Malcomson questions whether there will be enough teachers with those skills to teach the GCSE.
Meanwhile, Hopkinson says the biggest challenge the Centre for Deaf Education faces is a nationwide shortage of interpreters, rather than teachers. Most interpreters choose not to specialise in education because they can earn more working in other sectors.
Deaf students can only enrol in the courses City Lit offers to the wider public, in counselling, art and drama, for example, if an interpreter can be found and paid for to accompany them. And that’s expensive, Hopkinson says.
The funding from the government is “not enough” as the same pot has to cover support services for other learning needs and disabilities too.
“We have a lot of deaf people who want to do a counselling or an art course, and we’re happy to give them a place,” Hopkinson adds. “But that then means the funding runs out very quickly.
“We have to pay quite often from our own pocket to ensure the students get the support they need.”

Courses for deaf students
Putting on courses specifically for deaf people is therefore more cost efficient for the college than teaching those students in mainstream classes with individual interpreters.
Hopkinson says the classes delivered in BSL are “the best learning strategy” for deaf students, as “it’s better to be taught 100 per cent in your first language”.
Deaf students come from across London for the provision, with some also joining remotely from further afield.
In 2023, the college delivered nearly 5,000 courses in total – 40 per cent of which were online. Malcomson sees its online offering as giving the college a “genuinely national reach”.
Deaf provision beyond City Lit
Elsewhere, deaf education is being impacted by local authority budget cuts.
In Birmingham, deaf students aged 16 to 18 will no longer be able to use council-funded taxis or minibuses to get to their colleges.

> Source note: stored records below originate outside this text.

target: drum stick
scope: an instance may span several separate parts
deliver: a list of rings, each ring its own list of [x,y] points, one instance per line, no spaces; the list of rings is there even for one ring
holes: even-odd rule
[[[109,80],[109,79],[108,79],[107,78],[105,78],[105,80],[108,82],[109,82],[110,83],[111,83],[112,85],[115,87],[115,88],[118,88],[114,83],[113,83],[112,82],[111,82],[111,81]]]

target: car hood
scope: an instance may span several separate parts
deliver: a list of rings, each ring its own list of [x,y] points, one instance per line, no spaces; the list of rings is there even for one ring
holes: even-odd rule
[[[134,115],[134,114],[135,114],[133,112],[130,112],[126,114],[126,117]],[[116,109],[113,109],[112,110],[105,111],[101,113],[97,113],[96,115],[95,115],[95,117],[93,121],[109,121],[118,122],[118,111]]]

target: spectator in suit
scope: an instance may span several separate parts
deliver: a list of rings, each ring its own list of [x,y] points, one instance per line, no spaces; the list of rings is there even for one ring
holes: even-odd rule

Persaud describes post-16 deaf provision outside London as being “not good at all”.
When her pupils in Bristol reach 16 they either attend City of Bristol College, where they can get support from communications support workers, or a residential unit 90 minutes away in Exeter. Bristol Council is currently working with Persaud to set up sixth-form provision at her school, but even then “post-18 specialist provision is missing completely” in the city.
But some new deaf adult provision is springing up.
In March, a residential and learning centre for deaf adults, claiming to be the only one of its kind in the UK, opened in Exmouth in a former convent. Prior to its launch, The Deaf Academy’s 19 to 25 cohort stayed in the same building as younger students, but now they have their own residential and learning space.
There is also the Communication Specialist College Doncaster (CSCD) which provides vocational provision to students whose main barrier to learning is communication and social needs.
Meanwhile, back at City Lit, Malcomson sees City Lit’s deaf provision as a “celebration of what FE does best”.
He says: “It’s a huge part of the college’s heritage and bringing together an incredibly diverse community.”